Of outcomes and interests

An event takes place. Obviously, people are affected. Some positively, and some others negatively. What happens thereafter is what is more interesting. Those negatively affected protest, perhaps violently, and offer conspiracy theories challenging the outcome, and sometimes, they go one step further and give reasons for their protests.

Take the Israeli elections that took place a few months back. The outcome was so scattered, with no skew whatsoever, that every party's leader claimed victory, till finally one candidate claimed his victory and held on to it through whatever means. And now, take Iran. People, who are supposed to have elected the leader, are on the streets protesting the result. They claim that opponents and some clerics were imprisoned prior to the polls. And the President rubbishes all claims of unrest, saying that the protests are trivial. People claim that the elections were not free and fair. But how on earth is anyone supposed to know? Remember how Queen Elizabeth became the Queen of England? By imprisoning the dissenting clergymen at the exact time of the elections? Take for instance the massive opposition against globalization that gripped Seattle some years ago. The underlying basis for the protests was that the people cared for the labor exploitation happening in India, China and other developing nations, under the guise of wanting to provide cheaper alternatives to Developed-World manufacturing. But one is tempted to ask whether the reasoning had more to do with protecting endogenous labor and jobs than with protecting the voiceless masses elsewhere in the world.
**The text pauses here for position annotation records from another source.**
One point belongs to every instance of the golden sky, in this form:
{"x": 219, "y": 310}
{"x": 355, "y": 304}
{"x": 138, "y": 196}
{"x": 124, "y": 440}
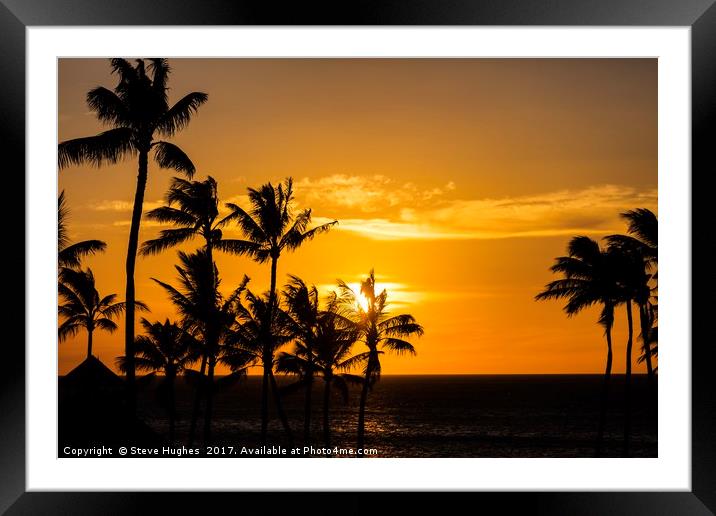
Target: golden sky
{"x": 458, "y": 180}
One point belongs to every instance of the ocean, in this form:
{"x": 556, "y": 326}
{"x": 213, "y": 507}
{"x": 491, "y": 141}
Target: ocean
{"x": 439, "y": 416}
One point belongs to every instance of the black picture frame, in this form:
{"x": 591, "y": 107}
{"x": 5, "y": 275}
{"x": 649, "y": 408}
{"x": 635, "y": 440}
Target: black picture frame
{"x": 699, "y": 15}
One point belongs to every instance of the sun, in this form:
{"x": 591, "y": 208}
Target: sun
{"x": 362, "y": 303}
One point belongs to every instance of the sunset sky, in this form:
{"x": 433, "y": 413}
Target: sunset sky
{"x": 458, "y": 180}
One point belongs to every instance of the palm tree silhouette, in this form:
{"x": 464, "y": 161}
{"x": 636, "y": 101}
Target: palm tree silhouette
{"x": 165, "y": 348}
{"x": 138, "y": 111}
{"x": 378, "y": 332}
{"x": 590, "y": 277}
{"x": 70, "y": 254}
{"x": 270, "y": 227}
{"x": 331, "y": 337}
{"x": 83, "y": 308}
{"x": 262, "y": 330}
{"x": 192, "y": 207}
{"x": 204, "y": 313}
{"x": 633, "y": 279}
{"x": 302, "y": 308}
{"x": 642, "y": 244}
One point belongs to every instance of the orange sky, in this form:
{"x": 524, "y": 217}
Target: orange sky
{"x": 459, "y": 180}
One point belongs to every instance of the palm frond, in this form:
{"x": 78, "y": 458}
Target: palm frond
{"x": 108, "y": 147}
{"x": 179, "y": 115}
{"x": 72, "y": 255}
{"x": 168, "y": 155}
{"x": 168, "y": 238}
{"x": 169, "y": 215}
{"x": 108, "y": 107}
{"x": 399, "y": 346}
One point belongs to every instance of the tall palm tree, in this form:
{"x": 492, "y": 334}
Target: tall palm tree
{"x": 168, "y": 349}
{"x": 641, "y": 243}
{"x": 270, "y": 227}
{"x": 378, "y": 331}
{"x": 261, "y": 332}
{"x": 633, "y": 279}
{"x": 204, "y": 312}
{"x": 83, "y": 308}
{"x": 590, "y": 278}
{"x": 331, "y": 340}
{"x": 192, "y": 207}
{"x": 303, "y": 310}
{"x": 70, "y": 254}
{"x": 138, "y": 112}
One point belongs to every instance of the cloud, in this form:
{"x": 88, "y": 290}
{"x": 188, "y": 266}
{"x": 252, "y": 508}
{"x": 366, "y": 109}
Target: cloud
{"x": 566, "y": 212}
{"x": 367, "y": 194}
{"x": 115, "y": 205}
Take the Kyoto Protocol. The world is marching towards global warming that can hurt all of civilization. And it is now that countries need to take collective efforts to stem the damage. But then, some nations want developing countries to chip in in the effort, not minding the fact that these developing nations are deep on the left side of the growth curve, (relatively speaking), and there has been considerable cumulative damage done by developed countries in the past, as they had forged their development course. So, who pays for that damage? Back then, the so called steamrollers of development (India and China) were nobodies who could do nothing but look on as the world environment deteriorated. But now, that these countries have some cash on hand, isn't it wrong to force them to chip in towards paying for correcting the cumulative environmental damage done thus far? Taking an extreme analogy, I can perhaps quote reparations after World Wars - the debilitated nations were forced to further pay for damages caused by her intentions thanks to the World War. For the benefit of all the players and to prevent the situation from hitting a stale mate or a roadblock, a more equitable proposition is thus required.